Crítica de Jonathan Santucho - Loco x el Cine

Es 14 de diciembre, y Santiago (Gonzalo Heredia) observa el calendario. Sabemos lo primero, pero no por la acción mencionada. Es porque los constantes carteles temporales invadieron el borde inferior derecho de la pantalla por suficiente tiempo como para que hasta el espectador hundido en el balde de pochoclo entienda el punto. Sin embargo, el sacerdote sigue mirando las semanas. El 10 del mismo mes, el psicólogo Patricio (Carlos Belloso) se le confesó, casi con alegría, sobre un doble asesinato que cometió, el primer acto monstruoso de una serie de homicidios que se reanudará cada cuatro días. Si son veloces, sólo les bastará con estas últimas líneas para notar la importancia de la primera fecha.
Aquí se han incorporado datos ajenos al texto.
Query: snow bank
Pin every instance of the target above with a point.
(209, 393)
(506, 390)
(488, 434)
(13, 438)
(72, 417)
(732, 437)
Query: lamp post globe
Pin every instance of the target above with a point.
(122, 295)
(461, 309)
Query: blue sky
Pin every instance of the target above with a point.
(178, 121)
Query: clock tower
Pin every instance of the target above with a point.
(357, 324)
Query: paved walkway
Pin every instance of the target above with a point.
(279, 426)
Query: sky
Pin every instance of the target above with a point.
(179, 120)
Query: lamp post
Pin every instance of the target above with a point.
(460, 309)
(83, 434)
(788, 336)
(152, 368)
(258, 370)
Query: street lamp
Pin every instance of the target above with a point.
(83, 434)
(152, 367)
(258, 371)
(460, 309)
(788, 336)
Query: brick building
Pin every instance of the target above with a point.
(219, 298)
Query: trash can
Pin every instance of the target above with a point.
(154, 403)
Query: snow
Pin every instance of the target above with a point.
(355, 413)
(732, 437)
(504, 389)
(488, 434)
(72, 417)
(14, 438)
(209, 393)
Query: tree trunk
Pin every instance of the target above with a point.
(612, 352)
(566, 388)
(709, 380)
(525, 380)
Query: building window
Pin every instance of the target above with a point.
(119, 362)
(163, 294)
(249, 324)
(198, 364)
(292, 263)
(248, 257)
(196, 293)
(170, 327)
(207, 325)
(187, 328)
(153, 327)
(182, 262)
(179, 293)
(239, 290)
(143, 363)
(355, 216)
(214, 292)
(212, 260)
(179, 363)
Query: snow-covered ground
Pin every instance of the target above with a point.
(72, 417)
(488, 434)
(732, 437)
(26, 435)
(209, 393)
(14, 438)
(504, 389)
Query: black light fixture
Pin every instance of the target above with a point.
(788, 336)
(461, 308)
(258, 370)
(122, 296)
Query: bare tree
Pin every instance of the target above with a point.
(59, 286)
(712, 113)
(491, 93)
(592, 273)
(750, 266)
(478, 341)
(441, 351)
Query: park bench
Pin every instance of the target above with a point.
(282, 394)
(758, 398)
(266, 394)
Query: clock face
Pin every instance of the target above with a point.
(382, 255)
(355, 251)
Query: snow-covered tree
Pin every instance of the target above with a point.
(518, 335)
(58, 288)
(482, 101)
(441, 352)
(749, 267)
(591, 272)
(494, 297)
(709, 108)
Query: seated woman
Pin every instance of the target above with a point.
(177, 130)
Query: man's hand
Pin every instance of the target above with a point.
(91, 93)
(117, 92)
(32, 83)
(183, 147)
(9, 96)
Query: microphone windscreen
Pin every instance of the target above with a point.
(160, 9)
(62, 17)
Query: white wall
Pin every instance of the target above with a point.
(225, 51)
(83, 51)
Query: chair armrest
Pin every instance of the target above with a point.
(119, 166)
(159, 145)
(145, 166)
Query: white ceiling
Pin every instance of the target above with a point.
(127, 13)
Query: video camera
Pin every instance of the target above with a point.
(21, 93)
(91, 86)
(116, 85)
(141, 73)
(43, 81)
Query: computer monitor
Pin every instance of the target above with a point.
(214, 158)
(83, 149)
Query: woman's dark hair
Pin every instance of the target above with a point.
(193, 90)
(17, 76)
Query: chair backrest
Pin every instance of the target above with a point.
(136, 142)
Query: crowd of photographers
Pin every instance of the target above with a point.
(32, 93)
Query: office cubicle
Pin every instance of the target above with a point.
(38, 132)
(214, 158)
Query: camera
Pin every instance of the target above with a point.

Pero, al parecer, Santiago necesita analizar la agenda por un minuto, enfocándose tanto en el objeto que sostiene que uno casi podría decir que lo penetra con los ojos. Todo esto, una construcción de intriga de aproximadamente un minuto, para anunciar lo que la sala entera ya conoce: el asesino va a atacar ese día. Puede parecer una escena menor, pero ese breve fragmento resume las pretensiones de Omisión (2013), un thriller que frustra en las formas que presume ser distinto a los demás, cuando en realidad está hundido en el convencionalismo.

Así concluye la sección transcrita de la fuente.